During its heyday, more than 100 stores called the center home, “and I can remember when every space was filled,” Barker said.
Restaurants, hotels and other retailers flocked to Hillsboro, population 8,456, to take advantage of the phenomenon.
But recession and changes in attitude toward outlet centers eroded its popularity and short-circuited its growth.
“At one time, there was what we called ‘department store sensitivity,’ which meant the big names wanted their outlet stores 65 to 70 miles outside major metropolitan areas. They wanted them a day’s drive away,” Snowden said. “But over the years, that feeling began to fade.”
Outlet malls clustered around the Dallas-Fort Worth area, with Grapevine Mills opening in 1997, Allen Premium Outlets in 2000 and Grand Prairie Outlets last year. Meanwhile, competition near Austin arrived in 2006 with the arrival of Round Rock Premium Outlets, which has grown to 125 stores.
Also among the competitors is what many consider the mecca of outlet malls in Texas: San Marcos Outlet Malls on I-35 south of Austin. More than
350 stores operate in two locations — Premium Outlets and Tanger Factory Outlet Center — spread across
1 million square feet.
The outlet complex in Hillsboro began to hemorrhage, losing lessees to economic realities and hard times. Tenants such as Kay-Bee Toys; Mikasa, a maker of fine dinnerware; Oneida, which specialized in fine flatware; and Bombay Co., which sold home decor and furniture, discontinued store operations nationwide.
Key brands that remain include Polo, Reebok, Gymboree, Zales, Rue 21, Gap, Nike, Carter’s
Childrenswear, OshKosh b’gosh, Aeropostale and Bath & Body Works.

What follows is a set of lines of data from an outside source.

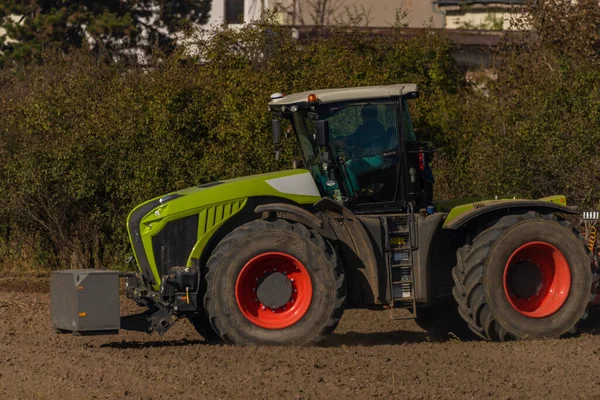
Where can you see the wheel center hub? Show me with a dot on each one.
(525, 280)
(274, 290)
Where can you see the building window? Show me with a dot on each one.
(234, 11)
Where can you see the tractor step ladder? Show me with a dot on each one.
(399, 246)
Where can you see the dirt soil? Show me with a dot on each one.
(368, 357)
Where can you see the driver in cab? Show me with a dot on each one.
(366, 145)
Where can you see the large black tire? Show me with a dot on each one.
(227, 269)
(483, 274)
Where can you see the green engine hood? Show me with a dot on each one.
(156, 226)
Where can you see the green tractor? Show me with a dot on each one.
(276, 258)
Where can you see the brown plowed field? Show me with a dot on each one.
(368, 357)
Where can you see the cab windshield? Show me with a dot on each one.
(363, 139)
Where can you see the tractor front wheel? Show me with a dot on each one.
(274, 283)
(527, 276)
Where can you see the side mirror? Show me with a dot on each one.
(322, 133)
(276, 127)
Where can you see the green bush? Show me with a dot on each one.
(84, 142)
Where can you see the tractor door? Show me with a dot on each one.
(417, 177)
(365, 141)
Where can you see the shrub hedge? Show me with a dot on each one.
(83, 142)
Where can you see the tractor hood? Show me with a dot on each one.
(296, 185)
(173, 229)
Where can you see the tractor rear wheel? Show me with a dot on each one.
(527, 276)
(274, 283)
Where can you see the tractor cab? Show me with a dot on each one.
(359, 145)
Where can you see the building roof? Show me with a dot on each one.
(347, 94)
(442, 3)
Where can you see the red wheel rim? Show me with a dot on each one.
(537, 279)
(256, 271)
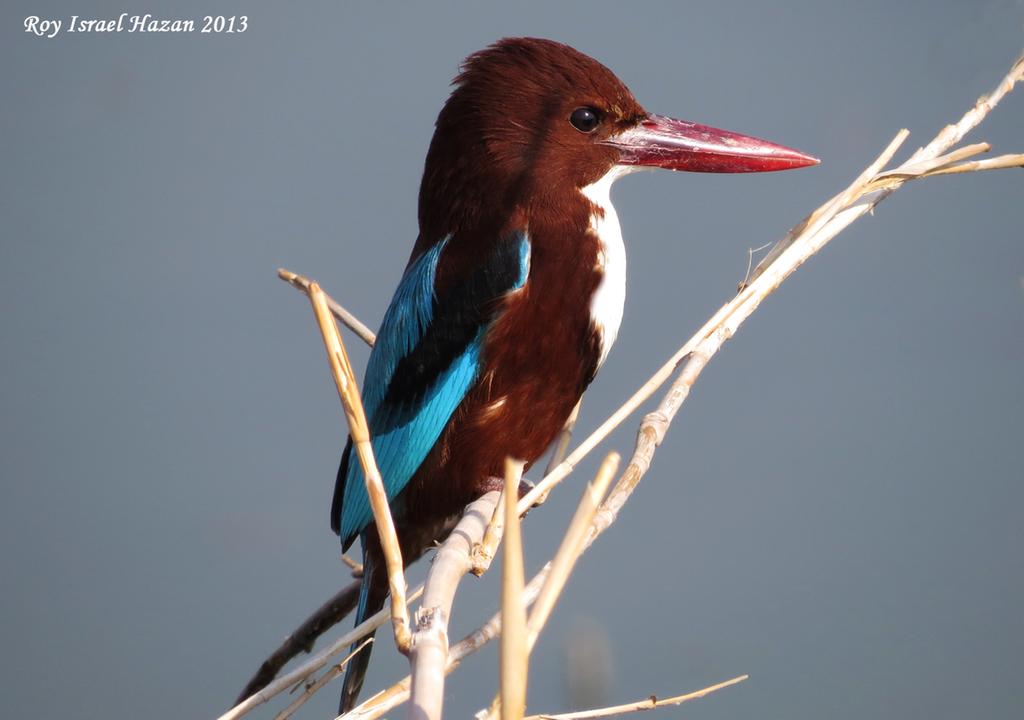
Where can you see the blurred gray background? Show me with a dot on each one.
(837, 511)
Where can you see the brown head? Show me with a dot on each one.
(531, 118)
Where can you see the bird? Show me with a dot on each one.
(513, 293)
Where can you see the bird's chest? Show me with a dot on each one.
(608, 298)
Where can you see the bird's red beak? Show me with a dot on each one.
(677, 144)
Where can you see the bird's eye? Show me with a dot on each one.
(585, 119)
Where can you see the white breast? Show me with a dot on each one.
(609, 298)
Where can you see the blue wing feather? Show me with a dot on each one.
(426, 358)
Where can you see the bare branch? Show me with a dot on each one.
(514, 653)
(564, 437)
(350, 321)
(571, 547)
(484, 551)
(640, 705)
(428, 652)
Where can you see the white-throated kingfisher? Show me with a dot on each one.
(513, 294)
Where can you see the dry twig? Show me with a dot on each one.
(344, 378)
(513, 654)
(640, 705)
(428, 652)
(350, 321)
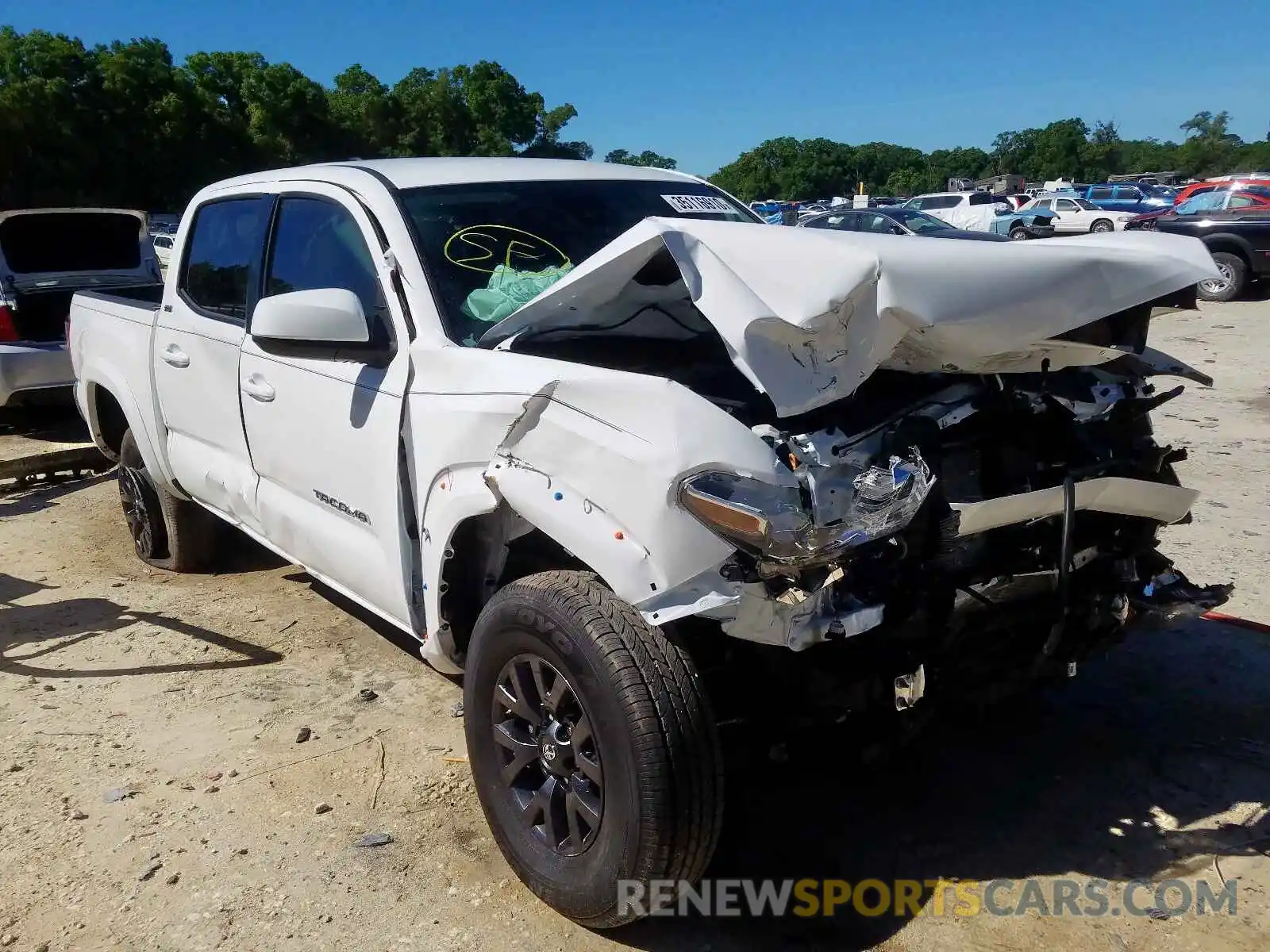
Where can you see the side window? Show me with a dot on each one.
(318, 244)
(225, 247)
(876, 224)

Lone Star Boot Outlet, which despite the name is not located in the outlet mall but nearby along I-35, has been selling boots and apparel for 24 years. Manager Sheila Ratcliff said it has endured ups and downs, but sales remain strong because of a loyal clientele that includes truckers traveling the interstate.
“If the outlet mall were full, I’m sure that would be a huge plus, but I can’t say our dips are due to what has happened there,” Ratcliff said. “The biggest damage was inflicted by the (Texas Department of Highways and Public Transportation) about
10 years ago, when they made the access roads on each side of the interstate one-way. They had been two-way. Now if you miss your turn into the outlet mall or wherever, you have to loop around this entire area and find a way back.”
Ratcliff said if the outlet mall fills up with clearance stores offering up to 90 percent off, “they will have more business than they know what to do with.”
Despite the outlet mall’s struggles, Hillsboro’s economy has managed to hold its own, Barker said. The city enjoys a strategic location on I-35, just south of the split that takes northbound travelers, including truckers, to either Dallas or Fort Worth. Southbound traffic, meanwhile, merges as it arrives in Hillsboro.
The area has more than 500 hotel rooms, “and trucking-related companies are always kicking tires, looking for places to build,” Barker said.
Records from the State Comptroller’s Office show Hillsboro suffered a recession-related downturn in 2009, when gross sales, including retail, dropped to $393 million from $483 million the year before. But gross sales have steadily increased each year since then, hitting $490 million in 2012.